Comments, relating to the topic, are welcome, add a great deal to a blog, but must be in English, with no profanity, hate-filled insults, or links (unless pre-approved).




Saturday, April 21, 2012

From Here to There on a trailer (no, not that kind)

When I learned there were trailers for books, I went to YouTube and clicked on a few. They varied a lot in complexity and effectiveness. The idea of doing my own grew. I had already purchased some images because to have the covers meet reader expectation, I had invested some of the book money on stock photos. To put my trailers or anything else onto YouTube, as the place they most likely could be seen, all images, words, and music had to either be mine or where I had purchased the license.

Although I have now looked at quite a few stock photo sites, my favorite for economy and variety became Can Stock. It has several useful features. My favorite is if you see a model you like, you can click on an image, move to the purchase page, look below the image and click on a link that takes you to all available photos. That saves a lot of time. On these sites, there are all kinds of images. They also offer buying credits which makes the costs quite reasonable. I only wish in the beginning I had realized how many I'd be wanting for the different books as I'd have saved even more money.

Since my first trailers are all for contemporary stories, costuming wasn't a problem. I think though when I get to the historic books, if I put them onto Kindle, I can paint the clothes and use copy paste features when I have the right faces. Somebody would find a sweet business if they could put together stock photos of interesting faces in period costumes. More and more I think indie writers will be growing in numbers and the need is real for all kinds of images. Some, like me, are fortunate to have a lot of photos (minus people) but many don't have them and would buy them at a reasonable price. They are available now but in the hundreds of dollars.

 In looking for these characters,  I began to have the feeling I was casting a movie, and in a way I was. Naturally you cannot get exactly the face you want, but you can come close and with paint tools, alter what is needed. My initial resistance to doing this led to finding it a challenge but also rewarding when I hit on the right image.

When you purchase a license, you also acquire the right to make certain changes, to crop and use in an eBook with the stipulation you cannot sell more than 500,000 copies.
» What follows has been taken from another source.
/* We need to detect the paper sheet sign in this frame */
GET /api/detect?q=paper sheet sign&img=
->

Not a problem!

While looking at faces, I'd get tired of it (never have I looked at so many people for personality, features and pose) and look through my own photos for landscapes and animals (bringing back a lot of wonderful memories of the times we shot those photos). I frankly have enough animal, insect, landscape etc. shots to put up my own stock site if I so desired-- which I don't.
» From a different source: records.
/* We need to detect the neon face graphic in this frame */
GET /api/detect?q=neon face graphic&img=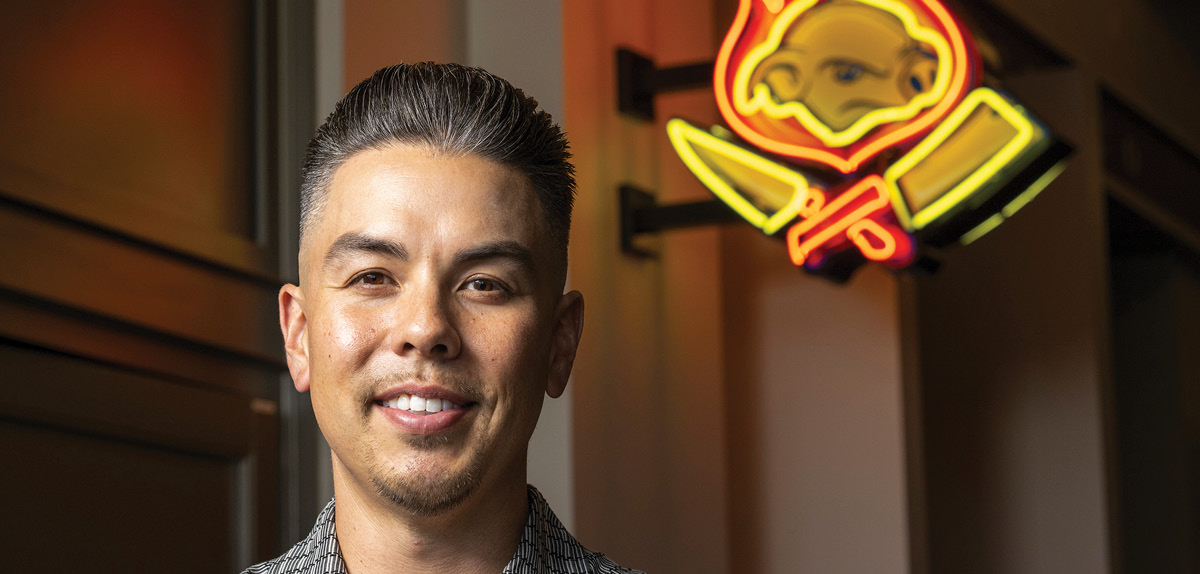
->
[667,0,1066,278]
[733,0,950,148]
[714,0,974,173]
So what I needed were the right images, and not too many of them, accompanied by carefully chosen words. One night, literally in the middle of the night, I had the words for the first story trailer and got up to write them down as I was afraid when morning came, I'd have forgotten them. I know it sounds simple to find a few words but it's harder than it seems as you are looking to tell the essence of your story with those words and images-- a story that might be 80-140,000 words.
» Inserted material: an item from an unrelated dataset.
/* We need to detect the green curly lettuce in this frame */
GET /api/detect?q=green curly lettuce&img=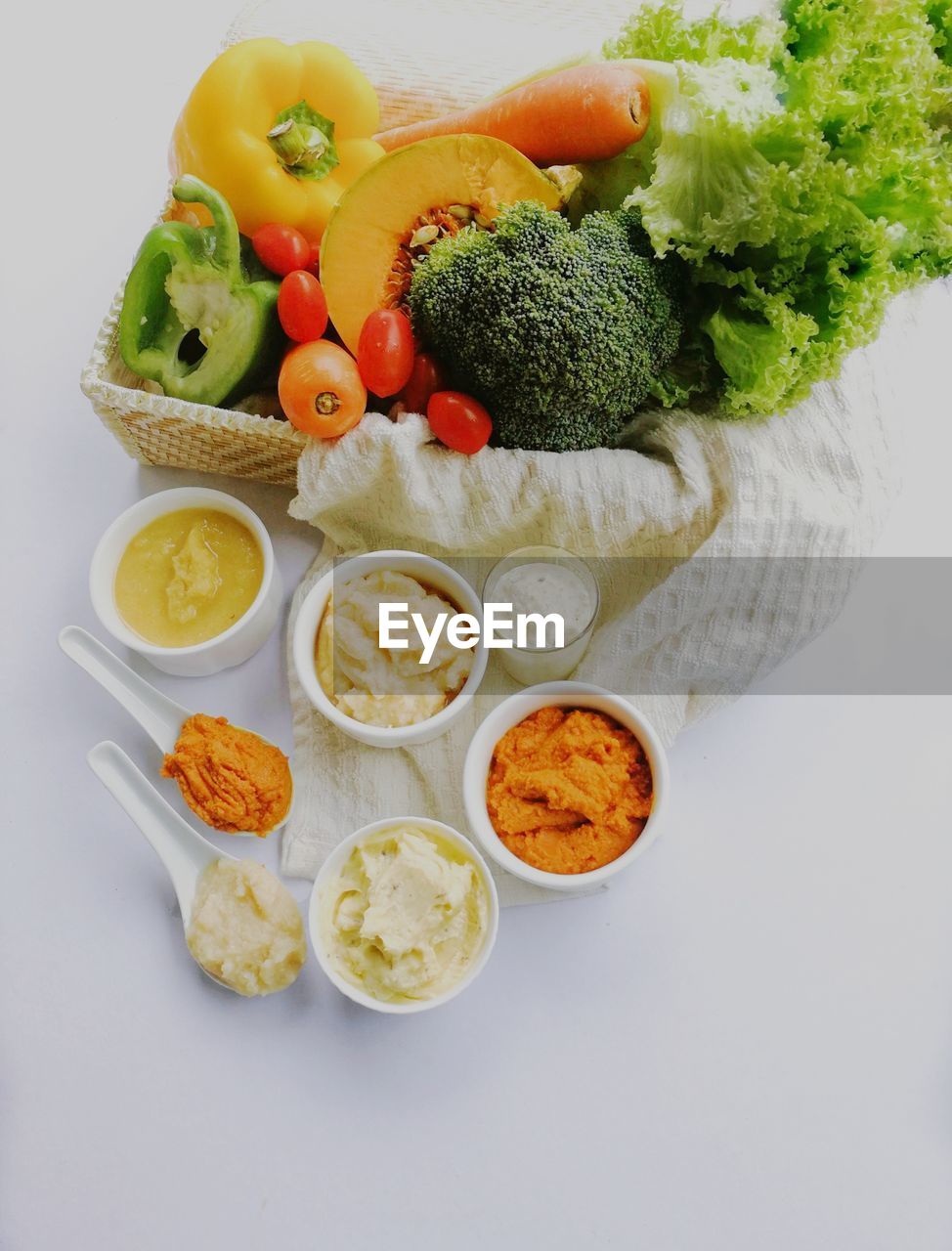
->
[595,0,952,416]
I already knew I had bought the right music from  Jewel Beat as every song there is $.99 and with it, you receive a license. For the same price you can choose it to last from 15 seconds to several minutes. They also have free music if you put the credit to them in the product. They offer real melodies with different emotional impacts. It is also easy to download and use.

Playing with different combinations of images, I used a combination of my own digital painting and a tool called Oilify --available on GIMP 2 (free software for your computer).  I could have digitally painted them all but that would have taken too much time. This was a nice mix of fast and fun-- as I enjoy painting digitally.

It took several go rounds to get the timing right and find one of the Picasa tools to move between photos. Again Picasa, which I use a lot for my photo work, is a free download. After I had the video up on Picasa, I found how to use YouTube and got myself a channel -- Rain Trueax YouTube Channel -- where in the future all my public videos (bookmark it as scenery also will be there with Jewelbeat music probably (or the classical that has an imbedded credit to them). I don't know how well the YouTube embedding will work for readers with slower systems but I learned how to make that work-- some of the time.

To create this trailer did take time, although I expect less so with the next. It's not really work for me. It's more like creating an art project. I want it to do what I want; and when it does, I get my reward. It has added to my love for this story and these characters. Plus I had fun as I always have when I've done scenery slideshows with music.



And for my readers who don't have the speed to watch a trailer on YouTube, for just this one, I put the photos into a slide show. You do miss the western themed music this way.

2 comments:

Anonymous said...

I had no idea that there were trailers for books. You picked lovely images and the perfect soundtrack.

Celia said...

Wow, I didn't know about book trailers either. And thanks for all information about doing them. Very interesting, I wish you every success with your books and projects.